A month ago, the DOH had promised to include this information in their data drops. This is also after the ABS-CBN IRG filed a Freedom of Information request to include such data and other information.
In a media briefing on Tuesday morning, ABS-CBN News asked Health Undersecretary Maria Rosario Vergeire if the delays in test results observed in March were still ongoing.
The health official did not directly answer the question and only said that the concerned health institutions are working to bring down the number of testing backlogs, which was at more than 1,000 at the start of the week.
“It’s erratic owing to the different operational issues that each laboratory is facing,” she said of the backlogs.
Vergeire said they now have new zoning guidelines to ensure that laboratories are not overwhelmed by samples they are not able to process.
She said some of the backlogs are a “function also of a deadline for reporting” as some laboratories are unable to submit their reports to the DOH’s Epidemiology Bureau on time.
The DOH has repeatedly promised to address the backlogs and delays.
Vergeire said this is being dealt with as they transition to a digital system called the COVIDKaya.

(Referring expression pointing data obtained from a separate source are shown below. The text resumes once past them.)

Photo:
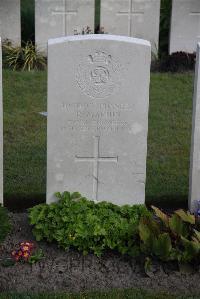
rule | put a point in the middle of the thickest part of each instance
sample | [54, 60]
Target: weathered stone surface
[185, 26]
[98, 95]
[194, 194]
[1, 129]
[10, 21]
[135, 18]
[61, 18]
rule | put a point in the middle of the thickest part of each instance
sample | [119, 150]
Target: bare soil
[72, 272]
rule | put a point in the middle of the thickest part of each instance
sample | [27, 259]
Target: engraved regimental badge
[99, 75]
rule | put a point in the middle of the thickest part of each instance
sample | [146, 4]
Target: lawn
[168, 140]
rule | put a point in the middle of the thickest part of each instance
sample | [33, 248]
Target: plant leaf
[186, 217]
[161, 215]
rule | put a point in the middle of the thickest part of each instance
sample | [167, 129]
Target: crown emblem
[100, 57]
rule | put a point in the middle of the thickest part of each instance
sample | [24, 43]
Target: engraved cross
[96, 159]
[66, 14]
[130, 13]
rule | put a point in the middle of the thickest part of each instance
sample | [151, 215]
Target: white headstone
[1, 130]
[10, 21]
[98, 96]
[194, 194]
[61, 18]
[135, 18]
[185, 26]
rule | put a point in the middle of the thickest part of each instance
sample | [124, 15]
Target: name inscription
[96, 117]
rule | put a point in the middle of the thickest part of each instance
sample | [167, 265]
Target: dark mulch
[71, 271]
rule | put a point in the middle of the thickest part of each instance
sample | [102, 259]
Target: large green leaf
[161, 215]
[163, 246]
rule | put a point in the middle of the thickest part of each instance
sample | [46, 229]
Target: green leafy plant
[170, 238]
[5, 225]
[25, 58]
[76, 222]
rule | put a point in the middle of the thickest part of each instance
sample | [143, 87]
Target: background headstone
[135, 18]
[1, 129]
[61, 18]
[194, 194]
[10, 21]
[98, 96]
[185, 26]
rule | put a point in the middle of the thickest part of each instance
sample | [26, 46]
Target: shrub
[5, 226]
[76, 222]
[25, 57]
[171, 238]
[178, 62]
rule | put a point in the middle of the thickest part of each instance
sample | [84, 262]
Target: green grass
[168, 141]
[24, 135]
[115, 294]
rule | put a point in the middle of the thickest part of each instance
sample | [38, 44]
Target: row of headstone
[98, 98]
[134, 18]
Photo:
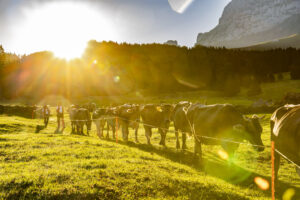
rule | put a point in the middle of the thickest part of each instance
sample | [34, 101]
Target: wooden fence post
[117, 129]
[273, 168]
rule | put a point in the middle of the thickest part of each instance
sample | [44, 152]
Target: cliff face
[248, 22]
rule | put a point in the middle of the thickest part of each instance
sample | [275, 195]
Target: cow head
[166, 110]
[254, 130]
[99, 113]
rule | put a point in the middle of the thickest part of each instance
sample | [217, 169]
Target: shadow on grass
[215, 167]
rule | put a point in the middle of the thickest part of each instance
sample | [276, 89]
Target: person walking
[46, 115]
[60, 117]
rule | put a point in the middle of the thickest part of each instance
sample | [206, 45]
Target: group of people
[59, 114]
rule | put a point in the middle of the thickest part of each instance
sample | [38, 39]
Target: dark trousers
[46, 120]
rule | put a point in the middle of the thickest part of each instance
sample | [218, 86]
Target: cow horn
[185, 109]
[158, 108]
[245, 117]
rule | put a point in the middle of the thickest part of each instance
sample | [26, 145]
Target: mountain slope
[248, 22]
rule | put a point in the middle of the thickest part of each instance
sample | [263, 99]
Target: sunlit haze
[64, 27]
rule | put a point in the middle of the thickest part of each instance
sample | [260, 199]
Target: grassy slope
[275, 91]
[63, 166]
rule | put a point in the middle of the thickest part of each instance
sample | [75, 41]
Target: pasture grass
[270, 91]
[46, 165]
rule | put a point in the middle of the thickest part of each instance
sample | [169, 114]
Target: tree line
[108, 68]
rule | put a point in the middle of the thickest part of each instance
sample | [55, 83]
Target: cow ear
[159, 108]
[185, 109]
[246, 118]
[238, 128]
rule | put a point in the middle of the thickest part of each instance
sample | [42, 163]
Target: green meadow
[45, 165]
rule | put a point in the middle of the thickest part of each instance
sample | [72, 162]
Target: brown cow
[285, 132]
[156, 116]
[223, 122]
[98, 118]
[129, 117]
[181, 123]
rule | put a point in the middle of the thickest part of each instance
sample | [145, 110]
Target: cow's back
[213, 120]
[150, 115]
[286, 133]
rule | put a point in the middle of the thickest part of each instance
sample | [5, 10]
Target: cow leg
[136, 134]
[114, 131]
[87, 129]
[148, 133]
[72, 126]
[81, 129]
[126, 133]
[276, 165]
[184, 141]
[107, 135]
[177, 138]
[198, 148]
[163, 137]
[77, 128]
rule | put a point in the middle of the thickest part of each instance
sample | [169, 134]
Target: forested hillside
[109, 68]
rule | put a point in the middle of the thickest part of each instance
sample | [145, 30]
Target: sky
[65, 26]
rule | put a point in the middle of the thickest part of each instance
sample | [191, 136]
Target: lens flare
[223, 154]
[288, 194]
[117, 79]
[262, 183]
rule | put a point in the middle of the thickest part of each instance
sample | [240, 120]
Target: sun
[61, 27]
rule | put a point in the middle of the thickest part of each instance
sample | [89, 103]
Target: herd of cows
[219, 124]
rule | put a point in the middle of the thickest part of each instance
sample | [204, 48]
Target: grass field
[270, 91]
[45, 165]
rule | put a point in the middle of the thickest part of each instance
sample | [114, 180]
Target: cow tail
[272, 132]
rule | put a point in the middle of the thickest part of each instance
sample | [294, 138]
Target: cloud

The new application, developed by the DOH with the World Health Organization, allows frontliners to fill-up case information forms online at the swabbing centers, hospitals or laboratories.
Before the digital system was rolled up, the DOH had to encode manual forms, which often lacked various information.
Besides information that are no longer included in the data drop, many cases also have missing data. As mentioned, more than 80 fatalities were without date of deaths.
A large number also do not have date of onset of symptoms or illness, making it difficult for the DOH to accurately assess the COVID-19 situation in the Philippines.
The date of onset of illness, based on previous DOH explanations, would give experts a better understanding of how successful the country is in curbing the spread of the COVID-19 virus.
But because they still have to deal with incomplete date, Vergeire said they have started using date of swabbing or date of test results release, as proxy to the date of onset of symptoms/illness.